We did things a little differently this month, with a list of 10 books that were previously recommended and received substantial vote margins but did not win. Thanks to Andy for creating and managing the survey. The results are posted below. And the winner is ...
The Trial by Franz Kafka
The Trial is one of the most important novels of the twentieth century: the terrifying tale of Josef K., a respectable bank officer who is suddenly and inexplicably arrested and must defend himself against a charge about which he can get no information. Whether read as an existential tale, a parable, or a prophecy of the excesses of modern bureaucracy wedded to the madness of totalitarianism, Kafka's nightmare has resonated with chilling truth for generations of readers. This new edition is based upon the work of an international team of experts who have restored the text, the sequence of chapters, and their division to create a version that is as close as possible to the way the author left it.

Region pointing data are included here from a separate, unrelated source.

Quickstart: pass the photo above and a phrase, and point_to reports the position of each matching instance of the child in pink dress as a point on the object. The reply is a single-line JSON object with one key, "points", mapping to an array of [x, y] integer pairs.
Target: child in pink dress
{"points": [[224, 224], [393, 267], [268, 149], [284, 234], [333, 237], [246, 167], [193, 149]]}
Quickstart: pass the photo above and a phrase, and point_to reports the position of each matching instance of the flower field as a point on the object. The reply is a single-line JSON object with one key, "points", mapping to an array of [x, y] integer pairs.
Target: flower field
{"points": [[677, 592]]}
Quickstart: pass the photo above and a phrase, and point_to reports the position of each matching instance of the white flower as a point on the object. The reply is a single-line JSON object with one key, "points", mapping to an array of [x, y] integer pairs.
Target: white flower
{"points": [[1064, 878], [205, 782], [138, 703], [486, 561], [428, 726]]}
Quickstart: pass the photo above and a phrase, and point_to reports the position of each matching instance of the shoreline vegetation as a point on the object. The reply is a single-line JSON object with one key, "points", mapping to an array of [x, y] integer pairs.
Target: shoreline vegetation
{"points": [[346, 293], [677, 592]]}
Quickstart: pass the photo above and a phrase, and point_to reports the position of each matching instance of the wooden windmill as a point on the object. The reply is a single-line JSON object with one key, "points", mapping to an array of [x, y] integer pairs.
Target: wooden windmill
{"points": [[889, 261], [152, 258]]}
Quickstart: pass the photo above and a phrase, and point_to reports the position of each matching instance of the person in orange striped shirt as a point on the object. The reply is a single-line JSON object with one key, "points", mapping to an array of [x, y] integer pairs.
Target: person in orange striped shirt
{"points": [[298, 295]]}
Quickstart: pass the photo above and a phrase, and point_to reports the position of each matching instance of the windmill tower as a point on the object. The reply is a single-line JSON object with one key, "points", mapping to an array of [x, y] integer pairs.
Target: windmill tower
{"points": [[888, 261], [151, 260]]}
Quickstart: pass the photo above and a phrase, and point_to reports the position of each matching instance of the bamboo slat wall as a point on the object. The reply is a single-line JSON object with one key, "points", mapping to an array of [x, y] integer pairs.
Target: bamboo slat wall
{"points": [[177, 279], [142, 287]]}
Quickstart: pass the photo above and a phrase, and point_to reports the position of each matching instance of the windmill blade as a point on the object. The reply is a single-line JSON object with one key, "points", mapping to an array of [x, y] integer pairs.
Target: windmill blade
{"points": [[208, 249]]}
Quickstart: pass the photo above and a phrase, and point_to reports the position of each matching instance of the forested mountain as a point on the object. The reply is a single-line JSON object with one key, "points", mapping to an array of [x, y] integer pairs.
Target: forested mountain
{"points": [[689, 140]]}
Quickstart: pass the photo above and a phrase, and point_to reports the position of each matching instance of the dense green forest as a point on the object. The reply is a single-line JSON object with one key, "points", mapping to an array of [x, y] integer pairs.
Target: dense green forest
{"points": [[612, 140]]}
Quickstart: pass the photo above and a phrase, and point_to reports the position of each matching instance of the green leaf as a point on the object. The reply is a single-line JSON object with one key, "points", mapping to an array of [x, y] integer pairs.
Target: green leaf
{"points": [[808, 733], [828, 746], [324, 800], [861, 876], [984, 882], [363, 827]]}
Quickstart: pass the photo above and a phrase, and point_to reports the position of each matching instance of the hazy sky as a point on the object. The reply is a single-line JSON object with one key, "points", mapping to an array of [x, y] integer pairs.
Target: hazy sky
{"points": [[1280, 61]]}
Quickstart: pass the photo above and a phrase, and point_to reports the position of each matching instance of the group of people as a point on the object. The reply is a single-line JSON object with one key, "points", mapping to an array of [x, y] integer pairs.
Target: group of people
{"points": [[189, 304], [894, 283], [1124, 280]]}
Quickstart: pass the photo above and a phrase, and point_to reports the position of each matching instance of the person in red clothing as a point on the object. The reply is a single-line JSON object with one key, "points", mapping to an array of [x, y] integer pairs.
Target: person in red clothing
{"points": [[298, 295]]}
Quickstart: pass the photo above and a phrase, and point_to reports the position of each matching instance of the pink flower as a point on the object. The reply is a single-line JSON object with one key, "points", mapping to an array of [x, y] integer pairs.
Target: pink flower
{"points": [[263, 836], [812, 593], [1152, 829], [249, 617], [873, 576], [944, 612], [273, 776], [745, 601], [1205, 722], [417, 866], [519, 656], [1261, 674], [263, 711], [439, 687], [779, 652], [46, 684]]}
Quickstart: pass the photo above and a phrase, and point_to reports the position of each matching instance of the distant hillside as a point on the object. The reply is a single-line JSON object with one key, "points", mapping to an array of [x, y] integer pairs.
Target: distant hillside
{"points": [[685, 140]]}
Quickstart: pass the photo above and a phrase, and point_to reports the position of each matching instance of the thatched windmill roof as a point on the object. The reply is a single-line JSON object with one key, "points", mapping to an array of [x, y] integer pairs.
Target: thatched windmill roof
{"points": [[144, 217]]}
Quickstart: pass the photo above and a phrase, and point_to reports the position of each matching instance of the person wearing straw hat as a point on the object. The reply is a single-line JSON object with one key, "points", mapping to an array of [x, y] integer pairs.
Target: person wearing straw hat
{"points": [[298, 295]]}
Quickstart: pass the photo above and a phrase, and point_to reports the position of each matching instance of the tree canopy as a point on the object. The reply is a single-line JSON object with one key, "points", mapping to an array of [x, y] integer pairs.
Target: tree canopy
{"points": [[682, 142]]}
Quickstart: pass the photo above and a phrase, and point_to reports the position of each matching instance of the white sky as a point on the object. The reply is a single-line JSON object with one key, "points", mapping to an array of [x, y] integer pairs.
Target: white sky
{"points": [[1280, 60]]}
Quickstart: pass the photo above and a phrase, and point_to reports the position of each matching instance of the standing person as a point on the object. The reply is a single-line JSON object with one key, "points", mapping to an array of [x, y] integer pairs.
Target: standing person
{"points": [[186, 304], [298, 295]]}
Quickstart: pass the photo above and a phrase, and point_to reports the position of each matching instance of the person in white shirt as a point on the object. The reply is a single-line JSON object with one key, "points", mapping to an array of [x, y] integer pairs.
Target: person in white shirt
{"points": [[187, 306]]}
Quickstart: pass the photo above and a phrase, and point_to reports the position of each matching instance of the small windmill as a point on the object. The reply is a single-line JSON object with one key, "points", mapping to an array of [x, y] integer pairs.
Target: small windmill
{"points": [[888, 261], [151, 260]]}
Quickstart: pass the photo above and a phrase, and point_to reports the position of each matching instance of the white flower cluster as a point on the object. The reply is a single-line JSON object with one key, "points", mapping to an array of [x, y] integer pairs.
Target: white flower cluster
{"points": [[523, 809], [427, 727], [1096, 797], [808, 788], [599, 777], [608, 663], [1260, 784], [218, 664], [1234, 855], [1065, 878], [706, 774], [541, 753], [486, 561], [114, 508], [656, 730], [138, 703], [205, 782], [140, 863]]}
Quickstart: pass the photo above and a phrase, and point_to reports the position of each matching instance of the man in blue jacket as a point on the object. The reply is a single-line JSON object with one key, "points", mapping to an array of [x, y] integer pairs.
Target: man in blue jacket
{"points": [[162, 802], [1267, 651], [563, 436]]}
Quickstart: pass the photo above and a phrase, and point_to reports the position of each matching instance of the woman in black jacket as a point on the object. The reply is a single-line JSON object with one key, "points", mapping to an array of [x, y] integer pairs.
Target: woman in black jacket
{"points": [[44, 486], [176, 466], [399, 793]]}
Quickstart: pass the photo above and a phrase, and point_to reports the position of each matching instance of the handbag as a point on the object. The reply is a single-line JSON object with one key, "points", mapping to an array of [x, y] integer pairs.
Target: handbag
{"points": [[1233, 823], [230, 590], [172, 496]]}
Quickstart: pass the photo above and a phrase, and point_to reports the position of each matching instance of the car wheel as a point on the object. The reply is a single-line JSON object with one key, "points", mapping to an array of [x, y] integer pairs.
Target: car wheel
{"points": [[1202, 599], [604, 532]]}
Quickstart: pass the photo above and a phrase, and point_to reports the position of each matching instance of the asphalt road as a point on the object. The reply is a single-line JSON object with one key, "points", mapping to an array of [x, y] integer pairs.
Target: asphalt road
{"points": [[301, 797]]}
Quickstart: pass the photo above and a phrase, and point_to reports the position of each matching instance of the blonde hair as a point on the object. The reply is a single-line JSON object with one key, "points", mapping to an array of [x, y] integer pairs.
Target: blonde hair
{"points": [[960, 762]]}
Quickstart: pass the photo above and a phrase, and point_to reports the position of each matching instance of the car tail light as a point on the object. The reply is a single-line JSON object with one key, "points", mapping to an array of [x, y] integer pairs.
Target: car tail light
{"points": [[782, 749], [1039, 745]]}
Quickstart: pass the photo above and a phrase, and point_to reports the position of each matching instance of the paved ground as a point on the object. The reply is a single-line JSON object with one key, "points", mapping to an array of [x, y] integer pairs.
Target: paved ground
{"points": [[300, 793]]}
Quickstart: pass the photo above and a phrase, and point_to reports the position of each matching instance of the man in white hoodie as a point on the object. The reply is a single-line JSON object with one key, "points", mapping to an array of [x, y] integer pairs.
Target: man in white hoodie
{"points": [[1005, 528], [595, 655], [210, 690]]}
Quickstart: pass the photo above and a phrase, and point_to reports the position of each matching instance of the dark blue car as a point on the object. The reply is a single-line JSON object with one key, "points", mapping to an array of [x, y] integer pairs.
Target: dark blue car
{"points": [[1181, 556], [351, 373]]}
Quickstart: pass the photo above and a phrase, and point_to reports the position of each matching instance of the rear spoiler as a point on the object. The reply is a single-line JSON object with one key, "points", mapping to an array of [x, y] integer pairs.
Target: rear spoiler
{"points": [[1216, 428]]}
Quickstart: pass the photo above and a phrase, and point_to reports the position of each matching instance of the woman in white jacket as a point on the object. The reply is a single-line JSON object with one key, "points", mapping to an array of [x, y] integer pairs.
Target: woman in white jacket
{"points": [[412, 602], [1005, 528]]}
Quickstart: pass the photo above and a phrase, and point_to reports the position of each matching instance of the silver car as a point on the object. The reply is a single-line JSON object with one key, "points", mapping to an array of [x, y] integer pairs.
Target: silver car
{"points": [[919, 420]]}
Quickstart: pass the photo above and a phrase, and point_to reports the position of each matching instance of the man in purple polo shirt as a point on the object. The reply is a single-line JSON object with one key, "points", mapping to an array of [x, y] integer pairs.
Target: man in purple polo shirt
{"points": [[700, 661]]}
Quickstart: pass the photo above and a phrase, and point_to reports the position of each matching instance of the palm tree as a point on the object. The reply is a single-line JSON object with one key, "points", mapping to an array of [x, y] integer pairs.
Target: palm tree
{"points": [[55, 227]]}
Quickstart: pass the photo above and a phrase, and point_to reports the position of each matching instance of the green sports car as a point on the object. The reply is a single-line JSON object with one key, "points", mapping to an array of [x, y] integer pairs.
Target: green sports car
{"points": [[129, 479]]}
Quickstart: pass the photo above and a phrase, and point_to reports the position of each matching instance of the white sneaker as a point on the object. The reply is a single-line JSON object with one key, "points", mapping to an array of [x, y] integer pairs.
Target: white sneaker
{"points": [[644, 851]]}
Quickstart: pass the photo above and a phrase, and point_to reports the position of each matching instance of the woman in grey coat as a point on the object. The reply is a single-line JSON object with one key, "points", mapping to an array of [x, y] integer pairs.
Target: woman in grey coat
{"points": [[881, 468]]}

A list of 10 books was ordered by preference from first to last with the top selection receiving 10 points and the bottom selection receiving 1 pt. With four voters, there was a tie between Kafka and Philip K. Dick's Do Androids Dream of Electric Sheep? The Trial received a first place vote and this was used as the tie-breaker. The total points received are below in blue and the orange bars show the expected votes based on their initial ranking (based on how close the books came to winning in a previous month's vote. Since The History of The Future and The Invention of Sound were defeated in run-off votes after tying for first in their respective months they are each expected to get 40 votes, etc. Interestingly, these two books didn't do very well, and Prisoners of Geography did much better than expected by its last place initial ranking.